Voici donc, en définitive, à quoi se réduit le grief. Le ministère du 1er  mars, violemment attaqué par le parti conservateur, a trouvé dans la presse des amis qui, tout en faisant leurs réserves, ont bien voulu lui prêter leur libre appui, et défendre, de concert avec lui, la double cause de l’indépendance parlementaire et de l’honneur du pays. Nous souhaitons que les rapports de leurs successeurs avec la presse soient toujours aussi honorables.
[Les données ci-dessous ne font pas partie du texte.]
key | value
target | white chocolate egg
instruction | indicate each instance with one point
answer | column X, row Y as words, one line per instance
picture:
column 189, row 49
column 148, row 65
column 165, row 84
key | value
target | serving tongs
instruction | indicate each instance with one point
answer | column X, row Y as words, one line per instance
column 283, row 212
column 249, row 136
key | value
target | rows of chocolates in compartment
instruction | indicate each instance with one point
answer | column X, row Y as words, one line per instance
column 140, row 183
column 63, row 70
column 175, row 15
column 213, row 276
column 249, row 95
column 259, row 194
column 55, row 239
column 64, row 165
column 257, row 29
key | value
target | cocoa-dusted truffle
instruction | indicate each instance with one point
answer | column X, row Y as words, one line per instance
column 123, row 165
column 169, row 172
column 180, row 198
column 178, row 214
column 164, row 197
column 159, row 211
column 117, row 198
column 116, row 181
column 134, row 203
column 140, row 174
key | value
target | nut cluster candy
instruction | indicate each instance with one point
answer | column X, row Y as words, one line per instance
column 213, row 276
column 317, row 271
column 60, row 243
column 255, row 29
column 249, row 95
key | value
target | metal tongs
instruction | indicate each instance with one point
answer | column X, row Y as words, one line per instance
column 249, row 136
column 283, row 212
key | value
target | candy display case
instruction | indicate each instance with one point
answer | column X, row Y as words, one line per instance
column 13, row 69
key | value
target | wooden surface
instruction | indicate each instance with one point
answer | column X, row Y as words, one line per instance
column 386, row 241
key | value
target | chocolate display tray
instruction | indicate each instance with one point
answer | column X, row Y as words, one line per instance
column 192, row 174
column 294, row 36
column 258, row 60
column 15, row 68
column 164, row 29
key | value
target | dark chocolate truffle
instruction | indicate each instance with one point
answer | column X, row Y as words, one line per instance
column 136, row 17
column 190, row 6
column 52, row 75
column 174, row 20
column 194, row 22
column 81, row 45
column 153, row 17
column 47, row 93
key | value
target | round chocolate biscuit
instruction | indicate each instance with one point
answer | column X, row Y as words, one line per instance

En résumé, placé non par sa faute en face d’une coalition redoutable, le ministère du 1er  mars a su au dehors, sans forfanterie et sans imprudence, soutenir dignement l’honneur du pays et mettre la France en état de se faire respecter. Il a, au dedans, sans concession dangereuse et sans réaction, rallié au gouvernement une portion considérable de l’ancienne opposition et enlevé aux partis extra-constitutionnels un point d’appui sans lequel leur impuissance est évidente. Voilà ce qu’a fait le ministère du 1er  mars. Voyons ce qu’est venu faire le ministère du 29 octobre.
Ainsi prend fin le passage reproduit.